K. Bolmgren, D. Vanhoenacker, A. J. Miller-Rushing

Abstract

Phenological shifts linked to global warming reflect the ability of organisms to track changing climatic conditions. However, different organisms track global warming differently and there is an increasing interest in the link between phenological traits and plant abundance and distribution. Long-term data sets are often used to estimate phenological traits to climate change, but so far little has been done to evaluate the quality of these estimates. Here, we use a 73-year long data series of first flowering dates for 25 species from north-temperate Sweden to evaluate (i) correlations between first flowering dates and year for different time periods and (ii) linear regression models between first flowering date and mean monthly temperatures in preceding months. Furthermore, we evaluate the potential of this kind of data to estimate the phenological temperature sensitivities (i.e. number of days phenological change per degree temperature change, β60) in such models.
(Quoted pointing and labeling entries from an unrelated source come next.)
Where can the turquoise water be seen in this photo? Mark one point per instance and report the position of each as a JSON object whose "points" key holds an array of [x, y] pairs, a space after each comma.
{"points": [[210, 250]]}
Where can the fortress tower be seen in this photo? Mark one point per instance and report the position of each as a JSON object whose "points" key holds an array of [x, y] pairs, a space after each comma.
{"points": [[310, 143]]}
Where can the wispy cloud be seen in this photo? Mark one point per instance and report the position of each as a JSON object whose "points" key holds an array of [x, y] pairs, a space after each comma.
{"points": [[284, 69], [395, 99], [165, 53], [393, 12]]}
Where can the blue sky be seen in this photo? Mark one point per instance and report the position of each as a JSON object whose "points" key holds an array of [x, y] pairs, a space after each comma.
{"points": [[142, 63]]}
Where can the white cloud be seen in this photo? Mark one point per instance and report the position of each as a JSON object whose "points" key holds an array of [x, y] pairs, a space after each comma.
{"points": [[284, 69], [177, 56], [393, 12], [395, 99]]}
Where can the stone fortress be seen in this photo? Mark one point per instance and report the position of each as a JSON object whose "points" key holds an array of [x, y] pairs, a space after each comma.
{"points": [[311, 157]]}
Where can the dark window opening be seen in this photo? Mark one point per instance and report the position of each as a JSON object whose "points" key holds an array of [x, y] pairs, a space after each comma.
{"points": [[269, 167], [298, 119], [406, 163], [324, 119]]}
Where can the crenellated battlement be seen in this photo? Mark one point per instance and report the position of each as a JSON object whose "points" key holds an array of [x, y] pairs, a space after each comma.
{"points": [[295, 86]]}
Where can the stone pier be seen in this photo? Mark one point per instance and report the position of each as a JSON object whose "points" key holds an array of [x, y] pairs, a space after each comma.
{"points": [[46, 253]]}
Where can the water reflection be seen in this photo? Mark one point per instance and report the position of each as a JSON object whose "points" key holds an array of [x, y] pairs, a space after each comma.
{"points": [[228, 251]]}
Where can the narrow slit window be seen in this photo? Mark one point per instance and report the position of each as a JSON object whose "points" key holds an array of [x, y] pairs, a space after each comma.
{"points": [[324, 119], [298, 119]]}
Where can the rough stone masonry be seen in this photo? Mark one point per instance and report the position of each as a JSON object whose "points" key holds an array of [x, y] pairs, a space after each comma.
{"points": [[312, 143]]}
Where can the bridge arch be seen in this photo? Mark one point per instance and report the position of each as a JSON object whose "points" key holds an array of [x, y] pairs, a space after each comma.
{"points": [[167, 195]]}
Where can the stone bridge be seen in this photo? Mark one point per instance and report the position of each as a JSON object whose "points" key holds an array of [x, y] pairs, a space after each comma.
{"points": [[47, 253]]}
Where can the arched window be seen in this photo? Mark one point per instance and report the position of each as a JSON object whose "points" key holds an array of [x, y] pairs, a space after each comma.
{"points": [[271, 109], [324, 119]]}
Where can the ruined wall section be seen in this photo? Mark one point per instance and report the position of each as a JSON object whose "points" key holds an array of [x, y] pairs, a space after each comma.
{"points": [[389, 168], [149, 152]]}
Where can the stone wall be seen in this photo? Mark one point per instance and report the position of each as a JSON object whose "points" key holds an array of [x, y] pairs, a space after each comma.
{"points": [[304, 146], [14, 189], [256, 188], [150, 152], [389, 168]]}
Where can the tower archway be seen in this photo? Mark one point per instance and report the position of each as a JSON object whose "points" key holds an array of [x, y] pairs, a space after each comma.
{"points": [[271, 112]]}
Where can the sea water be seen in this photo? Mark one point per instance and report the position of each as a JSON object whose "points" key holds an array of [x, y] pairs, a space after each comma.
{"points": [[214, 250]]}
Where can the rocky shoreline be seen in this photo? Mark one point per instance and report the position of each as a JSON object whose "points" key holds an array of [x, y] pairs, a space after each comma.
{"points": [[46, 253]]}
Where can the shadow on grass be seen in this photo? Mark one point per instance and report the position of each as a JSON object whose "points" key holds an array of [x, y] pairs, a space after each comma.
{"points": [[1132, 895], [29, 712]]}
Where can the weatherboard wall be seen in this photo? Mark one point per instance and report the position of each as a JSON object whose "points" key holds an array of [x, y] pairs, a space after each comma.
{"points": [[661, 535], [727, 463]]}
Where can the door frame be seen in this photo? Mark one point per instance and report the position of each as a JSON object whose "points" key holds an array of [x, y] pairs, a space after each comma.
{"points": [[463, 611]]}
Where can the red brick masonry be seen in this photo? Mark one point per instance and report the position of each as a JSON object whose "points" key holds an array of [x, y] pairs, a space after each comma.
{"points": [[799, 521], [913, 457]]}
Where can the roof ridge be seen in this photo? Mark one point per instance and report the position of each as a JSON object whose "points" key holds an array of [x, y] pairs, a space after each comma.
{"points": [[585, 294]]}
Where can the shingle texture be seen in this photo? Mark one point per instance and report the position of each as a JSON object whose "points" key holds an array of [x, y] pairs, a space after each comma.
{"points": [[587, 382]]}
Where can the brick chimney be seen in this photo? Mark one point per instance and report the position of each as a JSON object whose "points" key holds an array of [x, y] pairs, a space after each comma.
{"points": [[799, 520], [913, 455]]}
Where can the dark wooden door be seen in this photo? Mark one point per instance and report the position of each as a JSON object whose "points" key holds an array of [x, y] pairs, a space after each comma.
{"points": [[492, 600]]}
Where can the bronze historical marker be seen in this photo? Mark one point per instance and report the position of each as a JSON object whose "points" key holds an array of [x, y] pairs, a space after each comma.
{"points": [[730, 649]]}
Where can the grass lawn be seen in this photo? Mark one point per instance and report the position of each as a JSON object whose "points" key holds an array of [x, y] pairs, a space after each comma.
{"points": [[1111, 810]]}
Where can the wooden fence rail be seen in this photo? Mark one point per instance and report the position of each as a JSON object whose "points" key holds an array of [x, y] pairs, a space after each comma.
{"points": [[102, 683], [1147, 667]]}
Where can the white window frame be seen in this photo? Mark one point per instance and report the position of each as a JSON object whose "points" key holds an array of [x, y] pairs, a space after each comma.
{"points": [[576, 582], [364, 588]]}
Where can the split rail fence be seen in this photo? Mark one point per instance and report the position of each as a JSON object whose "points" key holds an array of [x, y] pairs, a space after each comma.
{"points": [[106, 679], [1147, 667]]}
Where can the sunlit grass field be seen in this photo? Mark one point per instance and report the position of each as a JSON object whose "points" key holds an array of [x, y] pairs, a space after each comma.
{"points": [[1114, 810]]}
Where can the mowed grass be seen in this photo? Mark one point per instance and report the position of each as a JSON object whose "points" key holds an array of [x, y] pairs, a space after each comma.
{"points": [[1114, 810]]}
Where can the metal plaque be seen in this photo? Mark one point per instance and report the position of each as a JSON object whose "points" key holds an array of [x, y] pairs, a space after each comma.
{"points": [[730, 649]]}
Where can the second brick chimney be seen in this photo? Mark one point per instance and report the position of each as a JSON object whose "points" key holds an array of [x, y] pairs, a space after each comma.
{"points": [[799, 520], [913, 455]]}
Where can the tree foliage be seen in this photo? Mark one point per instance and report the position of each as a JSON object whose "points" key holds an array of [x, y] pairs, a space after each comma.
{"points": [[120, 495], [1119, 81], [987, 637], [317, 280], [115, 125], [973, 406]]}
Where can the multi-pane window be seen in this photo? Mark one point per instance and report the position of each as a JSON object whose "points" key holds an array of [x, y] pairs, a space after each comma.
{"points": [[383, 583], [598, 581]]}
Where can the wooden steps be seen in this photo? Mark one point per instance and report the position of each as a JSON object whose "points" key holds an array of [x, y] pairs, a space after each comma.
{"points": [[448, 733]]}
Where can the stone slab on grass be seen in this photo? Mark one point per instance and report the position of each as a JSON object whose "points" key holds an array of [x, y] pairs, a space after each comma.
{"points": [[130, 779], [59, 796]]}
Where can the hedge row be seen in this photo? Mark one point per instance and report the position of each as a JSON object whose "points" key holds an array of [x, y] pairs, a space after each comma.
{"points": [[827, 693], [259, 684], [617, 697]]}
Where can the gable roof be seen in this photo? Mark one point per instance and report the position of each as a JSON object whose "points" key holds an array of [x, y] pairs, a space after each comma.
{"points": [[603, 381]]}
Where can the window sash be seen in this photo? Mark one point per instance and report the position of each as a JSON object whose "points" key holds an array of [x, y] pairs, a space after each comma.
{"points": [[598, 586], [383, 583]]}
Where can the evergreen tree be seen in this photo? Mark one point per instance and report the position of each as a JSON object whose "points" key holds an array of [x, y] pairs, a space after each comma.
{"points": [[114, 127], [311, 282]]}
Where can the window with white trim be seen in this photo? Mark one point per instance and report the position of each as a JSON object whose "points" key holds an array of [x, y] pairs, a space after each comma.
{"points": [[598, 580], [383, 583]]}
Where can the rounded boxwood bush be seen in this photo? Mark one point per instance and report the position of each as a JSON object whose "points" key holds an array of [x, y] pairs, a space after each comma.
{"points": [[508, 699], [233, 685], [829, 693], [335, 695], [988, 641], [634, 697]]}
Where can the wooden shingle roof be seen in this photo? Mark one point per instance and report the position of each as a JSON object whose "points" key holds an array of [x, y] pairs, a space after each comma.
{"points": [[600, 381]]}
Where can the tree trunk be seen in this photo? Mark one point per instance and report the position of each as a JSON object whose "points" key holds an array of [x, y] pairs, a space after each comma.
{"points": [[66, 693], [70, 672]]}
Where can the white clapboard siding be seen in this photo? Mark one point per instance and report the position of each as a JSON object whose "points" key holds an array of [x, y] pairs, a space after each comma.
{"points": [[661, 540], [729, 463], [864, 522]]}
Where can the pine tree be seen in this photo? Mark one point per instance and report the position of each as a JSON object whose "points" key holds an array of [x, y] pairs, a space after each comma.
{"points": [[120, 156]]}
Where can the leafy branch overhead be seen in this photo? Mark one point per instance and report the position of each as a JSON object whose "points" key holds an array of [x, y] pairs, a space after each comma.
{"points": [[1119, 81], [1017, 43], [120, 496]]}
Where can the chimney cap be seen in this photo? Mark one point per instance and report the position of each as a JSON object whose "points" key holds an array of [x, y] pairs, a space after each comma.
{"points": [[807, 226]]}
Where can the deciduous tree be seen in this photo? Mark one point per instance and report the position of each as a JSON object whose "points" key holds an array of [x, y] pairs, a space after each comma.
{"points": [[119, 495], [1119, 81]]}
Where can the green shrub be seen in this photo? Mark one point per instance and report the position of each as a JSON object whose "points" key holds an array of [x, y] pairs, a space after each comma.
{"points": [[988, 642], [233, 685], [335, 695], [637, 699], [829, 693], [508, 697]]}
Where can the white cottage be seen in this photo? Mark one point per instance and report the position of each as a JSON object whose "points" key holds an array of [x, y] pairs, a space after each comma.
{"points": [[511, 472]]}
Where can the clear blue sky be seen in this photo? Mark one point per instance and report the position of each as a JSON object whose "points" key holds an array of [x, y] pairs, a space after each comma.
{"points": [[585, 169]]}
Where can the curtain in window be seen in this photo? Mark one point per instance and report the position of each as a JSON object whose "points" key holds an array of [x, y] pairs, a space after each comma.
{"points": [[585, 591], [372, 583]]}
The sign of the correlations between first flowering dates and year were highly inconsistent among different time periods, highlighting that estimates of phenological change are sensitive to the specific time period used. The first flowering dates of all species were correlated with temperature, but with large differences in both the strength of the response and the period(s) of the year that were most strongly associated with phenological variation. Finally, our analyses indicated that legacy data sets need to be relatively long-term to be useful for estimating phenological temperature sensitivities (β60) for inter-specific comparisons. In 10-year long observation series only one out of 24 species reached ≥80 % probability of estimating temperature sensitivity (β60) within a ±1 range, and 17 out of 24 species reached ≥80 % probability when observation series were 20 years or shorter. The standard error for β60 ranged from 0.6 to 2.0 for 10-year long observation series, and 19 out of 24 species reached SE < 1 after 15 years. In general, late flowering species will require longer time series than early flowering species.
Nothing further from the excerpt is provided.